Um relatório do Financial Times comparou essa situação com a retirada dos EUA do Afeganistão em 2021.
Quando o suporte militar americano foi cortado, os helicópteros Black Hawk do exército afegão foram inutilizados, acelerando a queda de Cabul em poucos meses.
Agora, com Donald Trump sinalizando uma mudança na política externa dos EUA, mais alinhada a uma postura conciliadora com a Rússia, os países europeus que estruturaram sua defesa com base na tecnologia militar americana podem estar diante de um risco estrutural muito maior do que imaginavam. E isso é apenas parte do problema.
O “botão de desligar”: uma ameaça invisível?
A possibilidade de um "interruptor" capaz de desativar remotamente a tecnologia militar sempre foi um tema discutido, mas agora essa preocupação é mais real do que nunca. Na Europa, um dos maiores receios é que os Estados Unidos tenham o poder de desativar sistemas militares avançados já enviados à Ucrânia, simplesmente por meio de software.

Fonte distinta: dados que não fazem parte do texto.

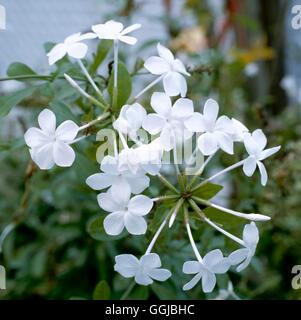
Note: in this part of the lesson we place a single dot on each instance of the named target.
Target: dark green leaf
(124, 85)
(10, 100)
(19, 69)
(208, 191)
(102, 291)
(102, 51)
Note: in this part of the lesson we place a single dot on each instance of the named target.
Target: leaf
(96, 230)
(208, 191)
(124, 86)
(10, 100)
(16, 69)
(102, 51)
(102, 291)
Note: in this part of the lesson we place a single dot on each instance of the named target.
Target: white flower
(113, 30)
(239, 130)
(48, 145)
(168, 120)
(213, 263)
(244, 256)
(126, 212)
(130, 120)
(255, 144)
(116, 175)
(144, 270)
(172, 70)
(72, 46)
(216, 132)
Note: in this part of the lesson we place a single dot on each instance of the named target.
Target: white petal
(159, 274)
(47, 121)
(189, 285)
(174, 83)
(128, 39)
(167, 138)
(109, 165)
(130, 28)
(56, 53)
(238, 256)
(211, 110)
(151, 260)
(127, 265)
(268, 152)
(43, 156)
(165, 53)
(77, 50)
(153, 123)
(191, 267)
(208, 282)
(263, 173)
(179, 67)
(143, 279)
(135, 225)
(260, 138)
(35, 137)
(63, 154)
(249, 166)
(156, 65)
(195, 123)
(225, 142)
(182, 108)
(107, 203)
(138, 183)
(212, 258)
(207, 143)
(114, 223)
(67, 131)
(99, 181)
(161, 103)
(140, 205)
(250, 234)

O impacto disso seria imediato: equipamentos que dependem de atualizações remotas podem se tornar inúteis caso esses dados deixem de ser transmitidos.
Embora não existam provas concretas, Richard Aboulafia, analista da AeroDynamic Advisory, afirmou ao Financial Times: "Se algo pode ser feito por meio de código, então existe." E, mesmo que um kill switch nunca seja acionado, a dependência europeia vai muito além disso.

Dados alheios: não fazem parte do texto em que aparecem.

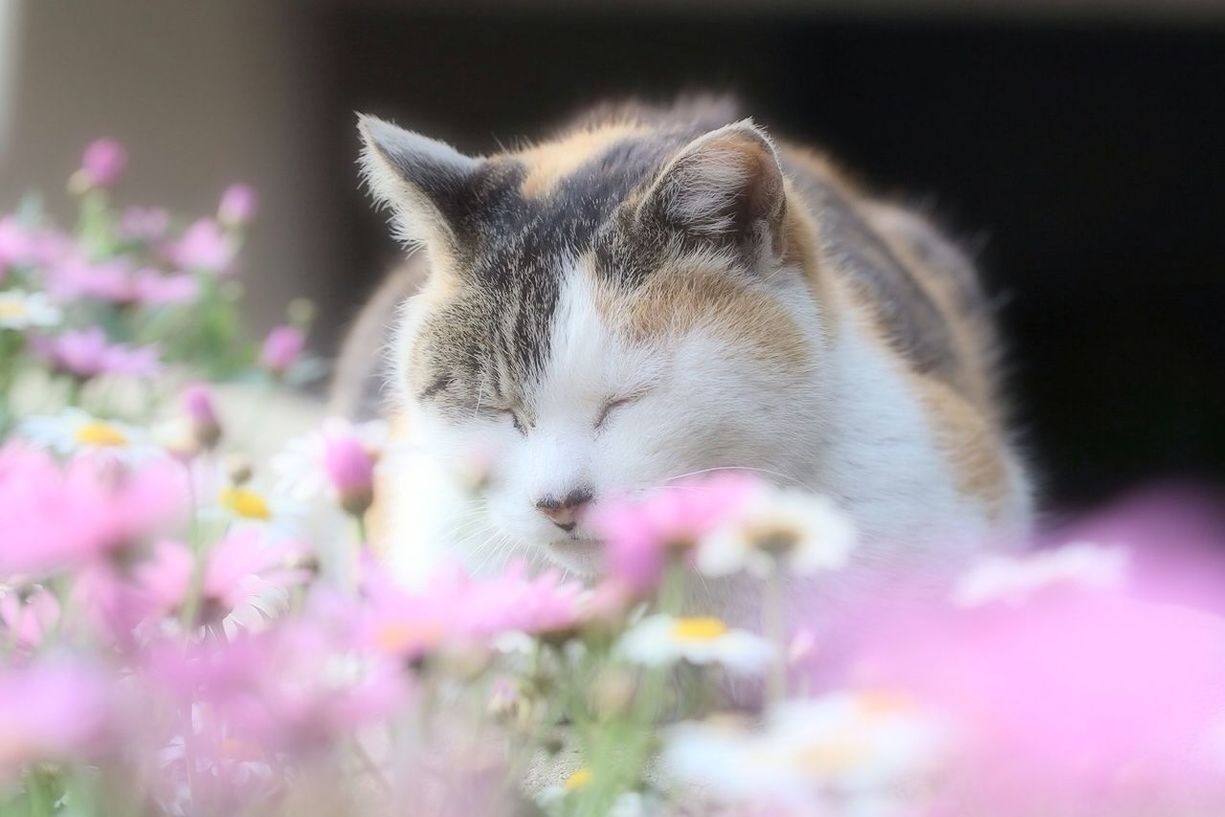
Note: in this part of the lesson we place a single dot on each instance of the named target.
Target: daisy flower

Sem peças de reposição, atualizações de software e suporte logístico, muitos dos armamentos modernos já carregam embutido esse "botão de desligar", tornando-se inoperantes em poucas semanas sem o suporte adequado.
Uma dependência crescente
Esse cenário escancara um problema maior: o aumento da dependência militar europeia dos Estados Unidos nos últimos anos. Segundo o Instituto Internacional de Estocolmo para a Pesquisa da Paz (SIPRI), entre 2019 e 2023, 55% das importações de defesa da Europa vieram de Washington – um crescimento expressivo em relação aos 35% registrados no período anterior.

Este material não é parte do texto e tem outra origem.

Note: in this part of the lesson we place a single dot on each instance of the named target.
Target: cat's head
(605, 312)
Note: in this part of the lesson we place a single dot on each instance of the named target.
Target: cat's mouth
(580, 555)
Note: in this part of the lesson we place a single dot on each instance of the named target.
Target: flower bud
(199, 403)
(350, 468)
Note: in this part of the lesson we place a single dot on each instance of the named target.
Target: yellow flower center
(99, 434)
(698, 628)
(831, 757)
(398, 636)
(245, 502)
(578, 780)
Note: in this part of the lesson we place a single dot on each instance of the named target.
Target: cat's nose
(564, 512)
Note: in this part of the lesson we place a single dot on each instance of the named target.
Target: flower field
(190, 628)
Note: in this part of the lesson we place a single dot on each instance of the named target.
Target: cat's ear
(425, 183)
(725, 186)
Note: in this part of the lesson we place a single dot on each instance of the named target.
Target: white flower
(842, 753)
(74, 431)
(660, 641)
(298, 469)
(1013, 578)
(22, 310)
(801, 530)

Diante disso, ex-secretário de Defesa do Reino Unido, Sir Ben Wallace, fez um alerta: se ainda estivesse no cargo, sua prioridade seria avaliar até que ponto a segurança europeia está vulnerável às decisões de Washington e se um novo rumo estratégico é necessário para reduzir essa dependência.
O F-35 e a fragilidade europeia
O F-35 é considerado o caça mais avançado do mundo, mas também simboliza a dependência militar da Europa em relação aos Estados Unidos. O motivo? Mesmo que países aliados possuam fisicamente a aeronave, sua operação depende totalmente do suporte logístico americano.
Desde atualizações de software até planejamento de missões e inteligência sobre ameaças, tudo passa pelo Autonomic Logistics Information System (ALIS), que está sendo substituído pela rede ODIN (Operational Data Integrated Network). Ou seja, aquele "botão de desligar" teórico está presente, e sem acesso à infraestrutura dos EUA, esses caças podem se tornar obsoletos.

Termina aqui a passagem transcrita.